Nella Sala Alessi di Palazzo Marino è avvenuto il lancio del concorso internazionale di Progettazione “Magnifica fabbrica” che riguarda il Teatro alla Scala.

fonte foto Comune di Milano

Sono previsti la creazione di nuovi laboratori e depositi e l’ampliamento del Parco della Lambretta che andranno così a ridisegnare buona parte del quartiere Rubattino, zona est della città.
A presentare le linee guida del progetto sono intervenuti il sindaco Giuseppe Sala, il sovrintendente del Teatro Dominique Meyer, e i nuovi assessori alla Cultura e alla Rigenerazione urbana Tommaso Sacchi e Giancarlo Tancredi.

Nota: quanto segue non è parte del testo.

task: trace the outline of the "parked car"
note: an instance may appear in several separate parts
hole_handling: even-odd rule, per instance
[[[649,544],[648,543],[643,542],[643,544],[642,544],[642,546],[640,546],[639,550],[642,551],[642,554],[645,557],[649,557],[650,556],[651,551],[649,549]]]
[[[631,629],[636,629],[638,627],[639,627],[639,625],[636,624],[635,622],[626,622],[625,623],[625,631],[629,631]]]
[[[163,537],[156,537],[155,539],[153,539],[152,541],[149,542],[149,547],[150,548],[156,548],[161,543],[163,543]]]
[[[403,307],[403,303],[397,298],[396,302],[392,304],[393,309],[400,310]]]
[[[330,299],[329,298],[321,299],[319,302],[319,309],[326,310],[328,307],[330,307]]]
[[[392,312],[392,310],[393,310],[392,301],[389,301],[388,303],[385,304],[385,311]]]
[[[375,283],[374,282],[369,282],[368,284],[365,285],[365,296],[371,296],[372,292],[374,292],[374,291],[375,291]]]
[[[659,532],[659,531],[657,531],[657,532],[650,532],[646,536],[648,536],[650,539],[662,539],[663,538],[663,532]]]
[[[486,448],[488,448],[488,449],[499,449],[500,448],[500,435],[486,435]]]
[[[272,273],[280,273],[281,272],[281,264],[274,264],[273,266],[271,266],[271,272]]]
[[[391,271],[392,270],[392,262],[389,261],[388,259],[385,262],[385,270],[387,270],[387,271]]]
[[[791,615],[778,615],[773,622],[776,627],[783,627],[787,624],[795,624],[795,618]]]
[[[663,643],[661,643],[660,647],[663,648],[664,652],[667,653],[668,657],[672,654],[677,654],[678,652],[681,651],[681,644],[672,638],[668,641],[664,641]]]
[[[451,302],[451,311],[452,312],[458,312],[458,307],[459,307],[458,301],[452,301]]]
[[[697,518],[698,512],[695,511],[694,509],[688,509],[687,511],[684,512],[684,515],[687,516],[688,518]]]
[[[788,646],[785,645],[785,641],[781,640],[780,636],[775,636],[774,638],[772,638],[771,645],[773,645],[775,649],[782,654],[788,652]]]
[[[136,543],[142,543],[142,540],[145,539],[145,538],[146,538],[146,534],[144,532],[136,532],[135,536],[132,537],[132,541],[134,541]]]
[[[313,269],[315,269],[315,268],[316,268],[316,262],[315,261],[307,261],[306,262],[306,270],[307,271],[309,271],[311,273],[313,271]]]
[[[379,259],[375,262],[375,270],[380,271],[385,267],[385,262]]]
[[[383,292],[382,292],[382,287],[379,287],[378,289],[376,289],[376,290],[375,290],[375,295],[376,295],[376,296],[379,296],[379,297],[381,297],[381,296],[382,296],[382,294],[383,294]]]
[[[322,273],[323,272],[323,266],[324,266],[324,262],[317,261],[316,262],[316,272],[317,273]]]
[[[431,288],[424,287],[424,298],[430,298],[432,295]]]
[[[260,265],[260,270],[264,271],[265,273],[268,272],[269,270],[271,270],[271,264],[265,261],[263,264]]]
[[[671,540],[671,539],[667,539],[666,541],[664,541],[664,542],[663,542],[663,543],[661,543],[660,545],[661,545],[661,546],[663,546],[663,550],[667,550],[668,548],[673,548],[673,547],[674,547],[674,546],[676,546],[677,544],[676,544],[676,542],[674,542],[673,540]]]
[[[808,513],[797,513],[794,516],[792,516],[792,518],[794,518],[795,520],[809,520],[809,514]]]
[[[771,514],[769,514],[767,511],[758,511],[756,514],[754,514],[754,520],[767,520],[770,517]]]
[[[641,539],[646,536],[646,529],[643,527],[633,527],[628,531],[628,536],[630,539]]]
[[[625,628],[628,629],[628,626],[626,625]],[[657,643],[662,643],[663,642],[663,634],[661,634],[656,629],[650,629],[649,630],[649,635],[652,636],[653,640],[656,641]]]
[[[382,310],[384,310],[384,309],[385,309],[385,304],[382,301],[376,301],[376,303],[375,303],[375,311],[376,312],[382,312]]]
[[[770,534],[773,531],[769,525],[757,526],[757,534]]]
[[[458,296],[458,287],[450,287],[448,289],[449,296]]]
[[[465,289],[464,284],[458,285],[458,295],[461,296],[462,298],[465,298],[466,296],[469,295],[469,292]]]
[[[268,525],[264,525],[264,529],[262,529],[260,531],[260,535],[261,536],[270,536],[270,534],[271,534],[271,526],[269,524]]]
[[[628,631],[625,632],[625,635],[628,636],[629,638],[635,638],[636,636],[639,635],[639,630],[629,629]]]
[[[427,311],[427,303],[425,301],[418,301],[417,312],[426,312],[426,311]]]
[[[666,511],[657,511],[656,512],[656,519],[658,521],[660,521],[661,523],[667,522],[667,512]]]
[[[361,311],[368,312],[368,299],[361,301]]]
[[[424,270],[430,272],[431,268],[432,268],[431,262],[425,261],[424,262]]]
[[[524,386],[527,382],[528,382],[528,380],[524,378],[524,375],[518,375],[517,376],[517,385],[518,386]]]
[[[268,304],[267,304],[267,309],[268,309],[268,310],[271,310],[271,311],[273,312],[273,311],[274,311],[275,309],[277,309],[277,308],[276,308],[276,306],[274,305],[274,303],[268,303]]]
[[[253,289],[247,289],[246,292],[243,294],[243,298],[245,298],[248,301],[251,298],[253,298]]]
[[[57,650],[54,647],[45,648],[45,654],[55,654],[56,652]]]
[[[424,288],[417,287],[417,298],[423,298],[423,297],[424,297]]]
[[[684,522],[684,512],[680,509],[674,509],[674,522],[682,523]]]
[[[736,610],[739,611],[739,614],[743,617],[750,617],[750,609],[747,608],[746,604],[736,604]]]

“Il progetto sull’area Rubattino – ha chiarito Meyer – si inserisce in due prospettive strategiche per la Scala. La prima è il completamento di un riassetto complessivo degli immobili iniziato con la ristrutturazione del Teatro dal 2001 e che prosegue con la costruzione del nuovo edificio progettato dall’architetto Botta che riunirà gli uffici e ospiterà la nuova sala prove per l’orchestra. La Magnifica fabbrica porterà grandi vantaggi organizzativi che saranno anche vantaggi ecologici, che sono e saranno sempre più importanti”

“La seconda prospettiva – ha quindi concluso – è l’interazione con la città. La Scala non è solo un simbolo di Milano ma anche un’istituzione che vive del contatto con i cittadini. Uscire dalle mura, dialogare con i quartieri, animare nuovi spazi sono sfide cruciali per la Scala dei prossimi anni”.

La nuova sede, che andrà a unificare quelle oggi sparse per la città, avrà sia spazi parzialmente aperti al pubblico per attività di carattere ricreativo e culturale sia aree destinate al deposito dei materiali scenici.
La progettazione dovrà necessariamente seguire un approccio orientato alla sostenibilità ambientale.
Fa parte del progetto anche l’ampliamento del Parco della Lambretta, che raddoppierà la sua estensione attraverso la valorizzazione del fiume Lambro, la tutela e l’incremento della biodiversità, così come il recupero, anche parziale, del “Palazzo di cristallo”, ultima testimonianza di archeologia industriale.

Parco della Lambretta – fonte foto Comune di Milano

Il concorso ammette due possibili scenari, uno con il mantenimento dell’attuale tracciato di via Marcinelle e l’altro con una soluzione unica, non interrotta dalla strada. La progettazione dovrà tenere conto anche dei costi previsti per l’intervento, stimati in 120 milioni di euro.

La procedura di concorso è attiva sulla piattaforma telematica concorrimi.it e prevede, per il vincitore un premio, di 270.000 euro e 12.500 euro per ciascuno dei successivi sei concorrenti a riconoscimento della partecipazione. Per quanto riguarda le tempistiche la prima fase di esame dei progetti dovrebbe concludersi entro gennaio 2022 mentre l’aggiudicazione finale è prevista entro il mese di maggio.